Rosemary Hennessy talks SWGS, ‘In the Company of Radical Women Writers’
In many ways, Rosemary Hennessy’s university education was marked by the immense social and cultural changes of the late ’60s, ’70s and ’80s.
“I started my undergraduate work in 1968, and the world turned on its axis that year,” Hennessy said. “I went off to college wearing patent leather shoes and dresses and came home wearing jeans.”
The revolutionary spirit that marked the summer of 1968 continued to build in the 1970s as the public mobilized to protest the unpopular Vietnam War. Against this backdrop, Hennessy began her graduate studies in English Literature at Temple University, though she left the program after receiving her Master of Arts degree.
“To just describe it simplistically, theory had arrived, and I felt that if I continued with Virginia Woolf I was going to be out of the loop, so I started over,” Hennessy said.
Though she ultimately received her Ph.D. from Syracuse University in 1990, Hennessy said her academic interest has been shaped by this time of immense political and social change and the advocacy that brought it about.
“What I wanted was a way of understanding what was happening more broadly in society, not just nationally and politically, but also at home,” she said.
Hennessy was the first director of the Center for the Study of Women, Gender and Sexuality and was hired by Rice in 2006 specifically to lead the program.
“I really resisted using [the SWGS acronym] because it just conjured a kind of an alcoholic culture, so I was very committed to using the long full name,” Hennessy said.
During her time at Rice, Hennessy has taught classes in both the SWGS and English departments. She is currently teaching the SWGS capstone course and often teaches ENGL 300: Practices of Literary Study, the critical theory class required for all majors.
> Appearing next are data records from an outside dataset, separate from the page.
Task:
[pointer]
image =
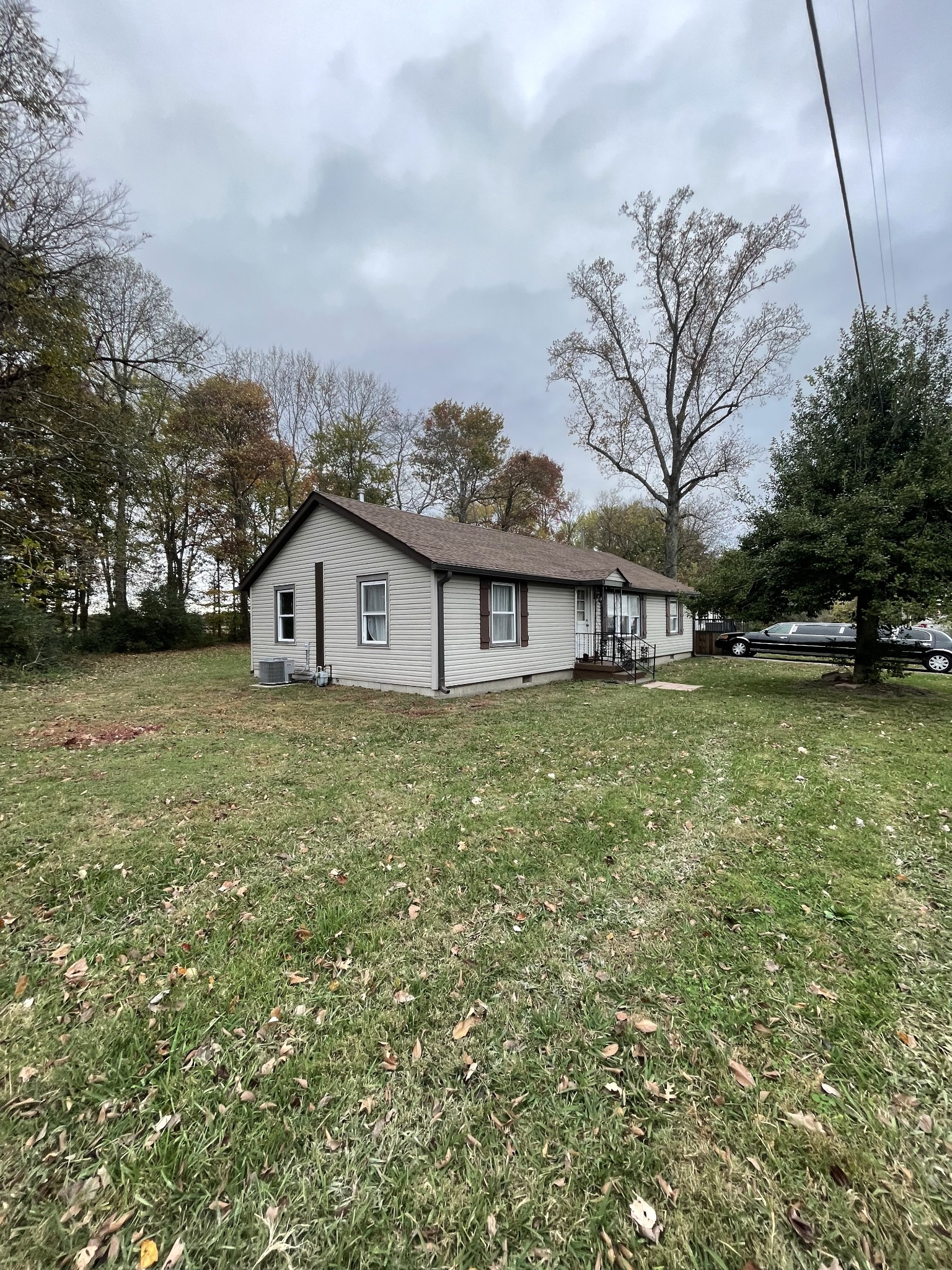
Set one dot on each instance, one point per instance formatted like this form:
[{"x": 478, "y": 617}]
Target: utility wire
[
  {"x": 821, "y": 68},
  {"x": 883, "y": 156},
  {"x": 868, "y": 150}
]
Hennessy said a former professor’s inclusion of Marxist ideology critique had a deep impact on her academic interests.
“[He asked us], ‘So what are you doing in this department? How are you challenging what’s going on here, intellectually?’” Hennessy said. “That was a really transformative provocation because it made us have to stand up as a group.”
Her first three books explored her interest in both feminism and Marxism, as she helped lead the materialist feminist critical movement, while her fourth focused on queerness and political organizing on the southern border.
Hennessy released her newest book, “In the Company of Radical Women Writers,” in August. The book follows seven women writers, six of them members of the American Communist Party and one heavily associated with it during the Great Depression. Unlike her previous works, this book is more accessible to a non-academic audience. Hennessy described it as a “crossover text” that is public facing but still academically rigorous.
Hennessy said that “In the Company of Radical Women Writers” was born during the pandemic and out of a desire to fill a gap in the literature: the work of women writers in the 1930s. She said her research led her to understanding the prevalence of the communist party in the 1930s.
The book is divided into three sections: Labor, Land and Love. The first section, “Labor,” explores ties between anti-racism work and the communist political party at the time, especially focusing on the role of women within labor.
“In the first part, I deal with four women writers, who were all African Americans,” Hennessy said. “One of the themes in that section of the book is the work that each of these writers did around domestic labor, women’s domestic labor and Black women’s domestic labor.”
One of the writers Hennessy highlights in this section is Louise Thompson Patterson, a social activist who was invested in issues of racism and discrimination.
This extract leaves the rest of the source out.